What is a crawler? Everything you want to know

Share

Share on facebook
Share on twitter
Share on pinterest
Share on whatsapp
crawler

What is a crawler a patrol program that acquires information such as text and images from websites on the Internet and automatically creates a search database.
This program is also called a “Bot”, “Spider”, or “Robot”.
In particular, in the case of Google’s search engine, there is a crawler called “Googlebot”.
If you improve the crawl ability by making it easier for this crawler to search, you can properly deliver website information to users.
This is good SEO .

On the other hand, if crawl ability is poor, information on the website is difficult to recognize.
In this case, not indexed or incomplete information is indexed.
As a result, the information of the website does not reach the search user properly, and it does not lead to the improvement of search ranking and search traffic.

To avoid such bad situations, understand how crawlers work and make your content crawlable.
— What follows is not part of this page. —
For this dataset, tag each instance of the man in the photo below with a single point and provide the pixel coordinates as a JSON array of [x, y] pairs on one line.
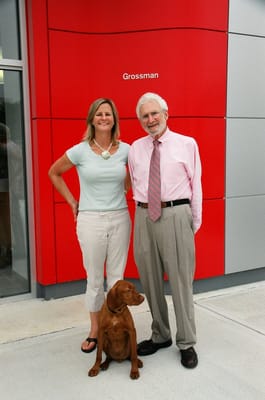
[[164, 237]]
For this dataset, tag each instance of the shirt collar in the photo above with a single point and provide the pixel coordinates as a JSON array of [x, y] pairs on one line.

Based on this point, this time, I would like to explain the points that are easy for beginners to understand, focusing on the meaning and mechanism of crawlers, crawler countermeasures (crawling countermeasures), etc.

What is a crawler?

What is a crawler patrol program that acquires information such as text and images from websites on the Internet and automatically creates a search database.
This program is also called a “Bot”, “Spider”, or “Robot”.

For example, let’s say you acquired a domain and created a website, and uploaded it to your server.
In this case, the website is published on the Internet.
In order to obtain information such as texts and images on this website, a dedicated program crawls.
This program is called a crawler.

Read Also: What is a long tail keyword? How to choose effectively for SEO!

Crawler functionality is part of how search engines work

Crawler functions are it’s part of how search engines work.

For example, search engines such as Google, Yahoo, and Bing (Microsoft) are mostly robotic search engines.
This robotic search engine is mainly composed of three mechanisms.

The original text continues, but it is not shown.